The extremely high serum levels of DHT achieved in this study lead to significant gonadotropin suppression, thereby reducing circulating testosterone levels to nearly castrate levels and reducing circulating estradiol levels by 90%. The most concerning outcome of this study is the effect of high dose DHT gel on bone mineral density. Over 2 years, the subjects receiving DHT gel had a significant, progressive decrease in bone mineral density at the lumbar spine compared to placebo, despite expected anabolic effects on lean body mass. This effect on bone mineral density is in contrast to the effects of testosterone therapy, with or without a 5α-reductase inhibitor, which increases bone mineral density at the spine and hip when given to hypogonadal men.8 The negative impact of DHT on bone mineral density in the spine is likely mediated by the marked reduction in serum estradiol levels and further demonstrates the importance of estradiol in bone health, particularly for trabecular bone, in both men and women. Interestingly, these effects on bone are similar to those reported for 7α-methyl-19-nortestosterone, a non-reducible androgen which, although aromatized, also markedly suppresses circulating gonadotropins and is associated with decreased vertebral bone density.9 These results suggest that perhaps selective androgen receptor modulators that preserve endogenous gonadotropin production and estradiol levels might be more clinically useful anabolic agents for effectively treating androgen deficiency in men. Alternatively, lower doses of DHT than those used by Idan et al. that suppress gonadotropins and estradiol less completely10 might avoid these negative bone effects. Of note, there was no impact of DHT treatment on bone mineral density at the femoral neck, illustrating the greater impact of estradiol on trabecular versus cortical bone.

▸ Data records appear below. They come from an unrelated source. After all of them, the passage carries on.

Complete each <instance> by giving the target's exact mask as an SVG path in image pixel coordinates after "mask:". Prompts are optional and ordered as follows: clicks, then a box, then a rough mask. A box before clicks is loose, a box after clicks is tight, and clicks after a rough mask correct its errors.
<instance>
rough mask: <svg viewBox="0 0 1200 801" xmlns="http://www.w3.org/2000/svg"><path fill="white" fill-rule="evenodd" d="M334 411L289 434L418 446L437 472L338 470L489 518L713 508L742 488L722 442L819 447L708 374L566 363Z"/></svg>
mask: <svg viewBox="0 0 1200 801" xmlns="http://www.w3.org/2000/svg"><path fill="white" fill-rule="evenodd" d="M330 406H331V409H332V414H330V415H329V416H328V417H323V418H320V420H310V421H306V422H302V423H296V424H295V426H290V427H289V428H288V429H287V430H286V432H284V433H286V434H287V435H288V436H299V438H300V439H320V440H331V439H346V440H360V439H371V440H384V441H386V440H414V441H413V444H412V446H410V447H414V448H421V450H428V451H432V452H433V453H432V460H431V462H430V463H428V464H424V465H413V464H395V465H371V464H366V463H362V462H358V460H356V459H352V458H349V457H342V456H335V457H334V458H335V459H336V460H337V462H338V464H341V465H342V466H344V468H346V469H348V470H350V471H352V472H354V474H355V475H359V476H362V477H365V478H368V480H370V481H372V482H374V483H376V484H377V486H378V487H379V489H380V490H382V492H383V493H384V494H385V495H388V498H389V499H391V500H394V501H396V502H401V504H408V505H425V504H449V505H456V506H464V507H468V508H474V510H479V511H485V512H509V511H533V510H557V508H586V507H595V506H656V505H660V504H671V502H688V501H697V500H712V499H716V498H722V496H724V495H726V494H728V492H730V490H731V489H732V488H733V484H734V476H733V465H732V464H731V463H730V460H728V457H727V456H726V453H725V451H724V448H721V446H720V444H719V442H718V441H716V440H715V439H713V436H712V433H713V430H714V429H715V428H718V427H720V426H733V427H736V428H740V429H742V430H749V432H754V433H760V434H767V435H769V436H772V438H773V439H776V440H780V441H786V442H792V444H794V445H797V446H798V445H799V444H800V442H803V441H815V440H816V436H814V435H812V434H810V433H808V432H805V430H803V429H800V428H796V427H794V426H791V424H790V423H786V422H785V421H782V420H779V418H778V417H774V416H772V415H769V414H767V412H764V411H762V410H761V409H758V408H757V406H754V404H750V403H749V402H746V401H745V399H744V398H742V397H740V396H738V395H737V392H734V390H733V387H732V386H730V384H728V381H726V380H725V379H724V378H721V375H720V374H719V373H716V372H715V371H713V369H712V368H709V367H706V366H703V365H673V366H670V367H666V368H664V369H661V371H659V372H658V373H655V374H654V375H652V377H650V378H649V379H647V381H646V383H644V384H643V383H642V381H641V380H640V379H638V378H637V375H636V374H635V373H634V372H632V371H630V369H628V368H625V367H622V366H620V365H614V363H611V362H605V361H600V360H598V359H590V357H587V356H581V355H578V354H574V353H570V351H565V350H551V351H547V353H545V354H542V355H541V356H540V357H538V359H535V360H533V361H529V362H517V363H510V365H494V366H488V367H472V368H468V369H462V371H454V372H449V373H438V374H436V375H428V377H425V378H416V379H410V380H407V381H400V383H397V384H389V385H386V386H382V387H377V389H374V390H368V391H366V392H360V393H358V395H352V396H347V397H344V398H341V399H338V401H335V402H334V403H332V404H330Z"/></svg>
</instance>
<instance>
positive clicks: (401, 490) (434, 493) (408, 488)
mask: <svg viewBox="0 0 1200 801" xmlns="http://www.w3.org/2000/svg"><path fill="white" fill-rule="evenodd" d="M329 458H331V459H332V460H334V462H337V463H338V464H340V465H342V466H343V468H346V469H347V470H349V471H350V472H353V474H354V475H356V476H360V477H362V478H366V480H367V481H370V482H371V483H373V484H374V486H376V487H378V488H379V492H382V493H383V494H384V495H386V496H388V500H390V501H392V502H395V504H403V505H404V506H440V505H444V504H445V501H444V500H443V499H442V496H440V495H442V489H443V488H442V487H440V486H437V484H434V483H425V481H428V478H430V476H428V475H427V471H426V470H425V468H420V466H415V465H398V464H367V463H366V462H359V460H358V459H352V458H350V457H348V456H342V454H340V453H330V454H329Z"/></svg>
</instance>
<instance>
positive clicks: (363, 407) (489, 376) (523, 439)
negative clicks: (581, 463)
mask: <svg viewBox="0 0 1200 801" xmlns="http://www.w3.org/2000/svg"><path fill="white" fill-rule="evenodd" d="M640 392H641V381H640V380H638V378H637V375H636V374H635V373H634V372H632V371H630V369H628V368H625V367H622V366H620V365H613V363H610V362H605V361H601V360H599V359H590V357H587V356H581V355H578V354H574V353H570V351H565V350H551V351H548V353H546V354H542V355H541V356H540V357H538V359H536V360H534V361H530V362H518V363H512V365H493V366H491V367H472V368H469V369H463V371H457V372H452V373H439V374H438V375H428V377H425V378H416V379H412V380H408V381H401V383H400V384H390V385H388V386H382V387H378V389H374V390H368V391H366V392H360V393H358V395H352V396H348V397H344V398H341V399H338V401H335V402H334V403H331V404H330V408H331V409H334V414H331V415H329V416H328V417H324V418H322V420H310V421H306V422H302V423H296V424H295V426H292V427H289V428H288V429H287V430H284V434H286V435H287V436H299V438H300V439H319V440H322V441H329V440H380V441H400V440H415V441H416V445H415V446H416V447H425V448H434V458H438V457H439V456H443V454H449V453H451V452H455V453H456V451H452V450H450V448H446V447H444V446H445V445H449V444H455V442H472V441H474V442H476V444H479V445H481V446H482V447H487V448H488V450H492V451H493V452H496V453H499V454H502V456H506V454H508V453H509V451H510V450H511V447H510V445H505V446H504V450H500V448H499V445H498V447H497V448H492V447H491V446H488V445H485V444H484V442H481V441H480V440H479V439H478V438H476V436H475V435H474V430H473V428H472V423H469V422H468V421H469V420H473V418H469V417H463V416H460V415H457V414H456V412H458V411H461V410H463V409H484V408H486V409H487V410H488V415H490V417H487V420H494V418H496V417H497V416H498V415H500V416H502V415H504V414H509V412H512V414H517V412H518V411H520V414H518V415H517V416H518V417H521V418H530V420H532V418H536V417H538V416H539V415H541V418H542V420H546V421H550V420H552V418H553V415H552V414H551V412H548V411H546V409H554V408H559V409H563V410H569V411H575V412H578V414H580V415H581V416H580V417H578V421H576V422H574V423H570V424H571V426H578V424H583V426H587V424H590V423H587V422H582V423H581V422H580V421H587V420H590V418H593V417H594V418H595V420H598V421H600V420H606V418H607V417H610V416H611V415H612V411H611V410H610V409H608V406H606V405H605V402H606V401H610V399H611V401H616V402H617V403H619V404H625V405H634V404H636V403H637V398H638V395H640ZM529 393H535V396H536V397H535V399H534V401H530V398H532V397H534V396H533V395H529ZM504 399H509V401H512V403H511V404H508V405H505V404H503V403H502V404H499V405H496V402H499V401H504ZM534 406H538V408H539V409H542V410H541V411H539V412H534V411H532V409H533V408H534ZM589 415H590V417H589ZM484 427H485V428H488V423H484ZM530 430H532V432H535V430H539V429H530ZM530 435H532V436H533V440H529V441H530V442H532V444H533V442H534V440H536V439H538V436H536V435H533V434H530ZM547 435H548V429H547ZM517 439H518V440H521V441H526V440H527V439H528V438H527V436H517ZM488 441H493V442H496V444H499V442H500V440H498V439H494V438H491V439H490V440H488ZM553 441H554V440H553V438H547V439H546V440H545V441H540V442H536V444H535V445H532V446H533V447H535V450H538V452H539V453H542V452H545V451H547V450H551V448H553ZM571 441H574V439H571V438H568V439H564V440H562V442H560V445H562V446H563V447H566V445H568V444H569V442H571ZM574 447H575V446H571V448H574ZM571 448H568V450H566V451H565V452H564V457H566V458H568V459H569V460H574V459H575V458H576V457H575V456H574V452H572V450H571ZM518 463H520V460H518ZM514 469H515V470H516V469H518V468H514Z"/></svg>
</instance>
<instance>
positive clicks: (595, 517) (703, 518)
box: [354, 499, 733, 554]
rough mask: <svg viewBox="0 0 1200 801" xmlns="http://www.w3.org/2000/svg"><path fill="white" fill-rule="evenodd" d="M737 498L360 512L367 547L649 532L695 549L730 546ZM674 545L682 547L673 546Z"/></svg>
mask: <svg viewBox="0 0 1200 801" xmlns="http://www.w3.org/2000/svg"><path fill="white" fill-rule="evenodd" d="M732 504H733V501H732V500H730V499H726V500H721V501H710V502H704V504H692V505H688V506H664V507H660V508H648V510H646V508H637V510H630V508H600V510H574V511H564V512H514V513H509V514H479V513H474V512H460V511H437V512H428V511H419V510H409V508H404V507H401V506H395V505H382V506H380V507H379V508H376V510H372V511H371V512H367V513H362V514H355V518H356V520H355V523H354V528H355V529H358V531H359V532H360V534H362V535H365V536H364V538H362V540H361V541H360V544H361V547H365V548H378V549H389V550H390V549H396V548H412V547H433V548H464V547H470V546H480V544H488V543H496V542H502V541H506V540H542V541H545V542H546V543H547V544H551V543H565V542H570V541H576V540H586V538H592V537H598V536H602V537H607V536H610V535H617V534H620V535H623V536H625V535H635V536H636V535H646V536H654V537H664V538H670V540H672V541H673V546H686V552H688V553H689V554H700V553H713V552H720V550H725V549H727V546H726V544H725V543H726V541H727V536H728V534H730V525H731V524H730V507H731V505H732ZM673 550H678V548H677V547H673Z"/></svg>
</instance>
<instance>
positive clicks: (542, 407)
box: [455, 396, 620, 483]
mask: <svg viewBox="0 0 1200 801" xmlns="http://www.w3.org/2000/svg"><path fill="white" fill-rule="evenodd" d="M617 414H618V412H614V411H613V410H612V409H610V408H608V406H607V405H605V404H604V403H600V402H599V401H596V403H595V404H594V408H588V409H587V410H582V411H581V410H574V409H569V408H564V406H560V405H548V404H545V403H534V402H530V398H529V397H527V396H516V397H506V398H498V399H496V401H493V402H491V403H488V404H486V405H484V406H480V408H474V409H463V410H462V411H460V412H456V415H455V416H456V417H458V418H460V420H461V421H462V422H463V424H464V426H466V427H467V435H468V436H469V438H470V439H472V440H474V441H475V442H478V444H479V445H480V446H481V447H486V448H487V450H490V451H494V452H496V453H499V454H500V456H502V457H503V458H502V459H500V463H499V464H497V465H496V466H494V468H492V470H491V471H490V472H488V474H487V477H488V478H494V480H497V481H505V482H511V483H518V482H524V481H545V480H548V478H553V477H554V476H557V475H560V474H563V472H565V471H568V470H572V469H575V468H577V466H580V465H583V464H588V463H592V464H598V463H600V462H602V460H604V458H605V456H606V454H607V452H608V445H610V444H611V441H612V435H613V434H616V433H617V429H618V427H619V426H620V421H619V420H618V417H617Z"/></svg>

Finally, regarding markers of cardiovascular disease risk, there were no treatment-related changes in serum lipoproteins, insulin or vascular reactivity. This is surprising given previous studies reporting the importance of estradiol on HDL levels in men11 but perhaps such expected changes in lipid metabolism are offset by the changes in body composition, which also impact serum lipids, observed with DHT treatment. Systolic but not diastolic blood pressure was slightly increased in the DHT group only, although the clinical significance of this change is unclear.

In summary, this is an important, well-designed study evaluating the effect of high doses of exogenous DHT in normal men, demonstrating that supraphysiologic levels of DHT neither inhibit nor promote prostate growth in men. However, high-dosage exogenous DHT results in significant decreases in bone mineral density at the spine over 2 years likely by decreasing estradiol concentrations. While DHT may have beneficial effects on body composition, at least at supraphysiologic doses, the negative impacts on trabecular bone mineral density may limit its clinical utility. Future studies exploring the impact of lower doses of DHT in hypogonadal men will be of interest.